Considerem, portanto, as reflexões apresentadas nesta página, um trabalho em progressão e evolução e não um trabalho acabado.
O que distingue a nossa abordagem:
A Agricultura Ecológica Regenerativa é um paradigma de gestão territorial, não um conjunto de práticas.
Três eixos claros:
Sistemas vivos - solo, água, biodiversidade funcional
Economia local - autonomia, valor acrescentado, resiliência
Comunidade - conhecimento local, continuidade, identidade
Regeneração aplicada na Vilar da Monteirinha:
Gestão do solo orientada para aumento de matéria orgânica e vida microbiana
Redução progressiva de inputs externos
Integração da produção agrícola com paisagem e comunidade
Decisões tomadas com base em observação ecológica contínua, não com base em receitas fixas
Impacto e valor gerado:
Para clientes:
Alimentos com origem clara e impacto positivo na saúde, no ambiente e na comunidade
Qualidade ligada ao ecossistema, não ao marketing
Confiança real
Para parceiros e instituições
Modelo replicável
Base para projetos de desenvolvimento territorial
Dados e métricas possíveis (em construção)

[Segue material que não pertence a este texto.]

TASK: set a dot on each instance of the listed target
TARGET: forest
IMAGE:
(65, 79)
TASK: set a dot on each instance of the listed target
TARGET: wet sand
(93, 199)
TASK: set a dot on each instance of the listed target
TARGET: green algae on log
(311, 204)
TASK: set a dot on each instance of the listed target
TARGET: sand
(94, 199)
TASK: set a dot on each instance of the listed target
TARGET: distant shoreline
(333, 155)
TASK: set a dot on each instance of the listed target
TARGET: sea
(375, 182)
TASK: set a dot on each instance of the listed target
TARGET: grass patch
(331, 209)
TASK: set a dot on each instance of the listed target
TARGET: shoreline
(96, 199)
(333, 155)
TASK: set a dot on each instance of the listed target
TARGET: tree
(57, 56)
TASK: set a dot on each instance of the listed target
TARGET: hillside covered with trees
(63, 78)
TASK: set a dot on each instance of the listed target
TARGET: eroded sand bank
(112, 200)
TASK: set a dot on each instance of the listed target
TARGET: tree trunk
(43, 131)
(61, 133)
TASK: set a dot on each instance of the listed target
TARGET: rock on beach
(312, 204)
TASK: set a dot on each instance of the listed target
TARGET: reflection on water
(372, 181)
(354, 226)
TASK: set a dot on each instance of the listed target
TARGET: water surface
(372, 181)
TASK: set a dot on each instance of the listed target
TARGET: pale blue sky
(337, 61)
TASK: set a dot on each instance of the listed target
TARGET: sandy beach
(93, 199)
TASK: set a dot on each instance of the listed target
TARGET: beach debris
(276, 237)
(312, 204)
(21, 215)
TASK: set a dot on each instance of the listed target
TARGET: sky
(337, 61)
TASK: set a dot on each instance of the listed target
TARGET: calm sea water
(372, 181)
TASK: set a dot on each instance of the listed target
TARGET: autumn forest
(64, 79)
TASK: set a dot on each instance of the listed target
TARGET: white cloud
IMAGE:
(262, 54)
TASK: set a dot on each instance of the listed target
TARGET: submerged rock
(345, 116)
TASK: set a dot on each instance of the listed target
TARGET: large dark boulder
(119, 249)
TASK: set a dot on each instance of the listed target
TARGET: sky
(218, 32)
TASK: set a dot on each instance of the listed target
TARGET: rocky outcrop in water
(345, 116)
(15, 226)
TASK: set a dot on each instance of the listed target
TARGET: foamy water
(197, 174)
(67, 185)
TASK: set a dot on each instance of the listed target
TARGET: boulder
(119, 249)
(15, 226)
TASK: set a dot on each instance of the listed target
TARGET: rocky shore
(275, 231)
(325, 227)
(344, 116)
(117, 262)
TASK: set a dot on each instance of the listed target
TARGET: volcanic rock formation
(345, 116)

Cada produto da Vilar da Monteirinha é resultado direto desta abordagem regenerativa
A agricultura será cada vez menos um setor isolado e cada vez mais a base estrutural dos territórios que querem continuar vivos, a construir um futuro sustentável e desejável.

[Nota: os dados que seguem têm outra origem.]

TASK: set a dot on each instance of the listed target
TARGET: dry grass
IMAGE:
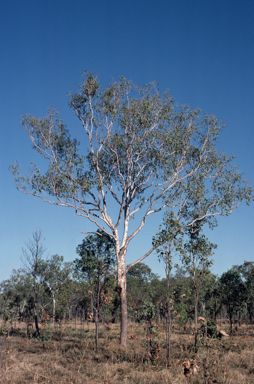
(68, 356)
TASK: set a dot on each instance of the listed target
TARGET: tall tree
(233, 292)
(247, 273)
(55, 276)
(140, 148)
(197, 260)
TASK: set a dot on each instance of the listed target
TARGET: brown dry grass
(69, 357)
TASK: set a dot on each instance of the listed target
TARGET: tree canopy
(143, 154)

Agricultura Ecológica Regenerativa - Definição expandida (em evolução):
A Agricultura Ecológica Regenerativa posiciona a agricultura como eixo estruturante de paisagens habitadas, não apenas no setor produtivo, mas como infraestrutura que organiza o território, a sociedade e o ecossistema.
Regenera continuamente três dimensões interdependentes: sistemas vivos (solo, água, biodiversidade), economia local (circuitos curtos, autonomia, valor partilhado), e tecido social (conhecimento, governança, coesão comunitária).
Opera através de práticas ecológicas adaptadas a cada contexto, governança territorial partilhada entre múltiplos atores, e integração deliberada de saberes ecológicos, culturais e económicos.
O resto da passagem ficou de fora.